Employee Janice Peterson, who participated in the caravan, with other plant workers but decided not to come out of her car, said: “I have been with American Apparel for 16 years. I have a child with bronchitis. I had to leave my job when I learned that people with coronavirus had been working in the plant for almost two weeks without our knowing it. I do not want to risk my life, and I certainly do not want to risk my child’s life. We should not have to choose between our work and our lives.”
Founder of the World Conference of Mayors and former Tuskegee Mayor and State Representative Johnny Ford said: “The walls that are disproportionately killing Black people and other minorities due to COVID-19 must come down. We need more testing, more data and more care in all of Alabama but especially in areas that are predominately Black and minority and have been drastically underserved for my entire life. Unfortunately, access in these areas has only gotten more limited over the last several years. That is shameful and unacceptable. There is zero excuse for this in the United States of America in the 21st Century.” 
 Chair of the Greene County Health System John Zippert said: “The walls that are causing rural hospitals to close must come down. We fight every day to stay open and provide Alabamians most in need with health care. Rural hospitals are essential to fighting COVID-19 in our state and to saving Alabama lives. We have been fighting year after year after year to survive, and many Alabama rural hospitals have lost that fight. Alabama has always needed to expand Medicaid, but now that we are living in the age of the coronavirus pandemic, Medicaid expansion is more life-and-death than ever. We cannot change the past, but as she moves to reopen Alabama, Governor Ivey can and must expand Medicaid NOW.” 

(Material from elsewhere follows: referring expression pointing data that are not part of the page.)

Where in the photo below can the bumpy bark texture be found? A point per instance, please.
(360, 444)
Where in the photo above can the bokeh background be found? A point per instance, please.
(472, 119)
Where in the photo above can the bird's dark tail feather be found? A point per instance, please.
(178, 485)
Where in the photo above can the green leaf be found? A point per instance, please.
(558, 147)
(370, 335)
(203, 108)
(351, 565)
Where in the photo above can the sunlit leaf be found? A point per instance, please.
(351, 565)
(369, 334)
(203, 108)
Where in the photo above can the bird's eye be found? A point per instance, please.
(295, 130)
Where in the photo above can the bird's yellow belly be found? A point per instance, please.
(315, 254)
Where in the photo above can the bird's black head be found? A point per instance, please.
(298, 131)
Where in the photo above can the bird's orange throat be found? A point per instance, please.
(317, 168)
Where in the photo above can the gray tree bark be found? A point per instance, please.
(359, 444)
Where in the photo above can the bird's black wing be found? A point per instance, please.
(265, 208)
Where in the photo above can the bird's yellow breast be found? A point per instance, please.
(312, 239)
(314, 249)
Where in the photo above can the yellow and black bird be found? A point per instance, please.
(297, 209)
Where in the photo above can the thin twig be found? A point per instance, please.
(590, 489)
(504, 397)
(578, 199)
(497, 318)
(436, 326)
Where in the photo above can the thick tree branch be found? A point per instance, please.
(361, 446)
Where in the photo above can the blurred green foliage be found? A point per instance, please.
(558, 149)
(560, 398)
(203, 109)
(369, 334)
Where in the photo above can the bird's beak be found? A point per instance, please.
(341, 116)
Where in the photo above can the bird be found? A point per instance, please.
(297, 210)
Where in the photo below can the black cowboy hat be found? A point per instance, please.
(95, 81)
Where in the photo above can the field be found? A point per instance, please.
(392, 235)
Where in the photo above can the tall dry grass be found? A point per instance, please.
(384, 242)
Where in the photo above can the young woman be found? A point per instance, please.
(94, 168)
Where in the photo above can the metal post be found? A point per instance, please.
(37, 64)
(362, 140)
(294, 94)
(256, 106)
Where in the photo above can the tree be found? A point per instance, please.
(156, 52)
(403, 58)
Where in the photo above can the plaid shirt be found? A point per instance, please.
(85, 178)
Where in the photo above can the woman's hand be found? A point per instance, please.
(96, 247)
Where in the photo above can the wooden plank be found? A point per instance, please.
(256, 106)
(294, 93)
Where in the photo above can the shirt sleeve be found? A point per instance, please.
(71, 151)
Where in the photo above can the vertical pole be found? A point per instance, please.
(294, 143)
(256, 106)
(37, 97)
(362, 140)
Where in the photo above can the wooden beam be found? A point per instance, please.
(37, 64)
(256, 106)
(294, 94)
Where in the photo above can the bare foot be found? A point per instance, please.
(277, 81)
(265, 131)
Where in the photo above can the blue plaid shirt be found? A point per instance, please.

Law Professor Emerita Martha Morgan said: “The walls that are keeping nonviolent Alabamians in prison and unnecessarily and excessively exposing them to the coronavirus must come down. The State of Alabama has a responsibility to those individuals in its custody. By knowingly exposing nonviolent offenders, some of whom have not been convicted at all, of the coronavirus Alabama is intentionally placing them at risk of death.”
 Community Advocate Karen Jones, who drove the lead vehicle in the Caravan, said: “The walls that prevent testing for the COVID-19 virus of those who are most in need must come down. This Jericho Walls ‘Caravan for Alabama Lives’ is in recognition and symbolism of the deadly reality facing Alabamians. We released the black and white balloons today at the press conference in recognition of the lives lost and the lives in jeopardy in Alabama right now. The risk remains and could grow the coming weeks, and we cannot wait any longer for the state to act. The lives and health of too many Alabamians have already been lost and even more are in danger.”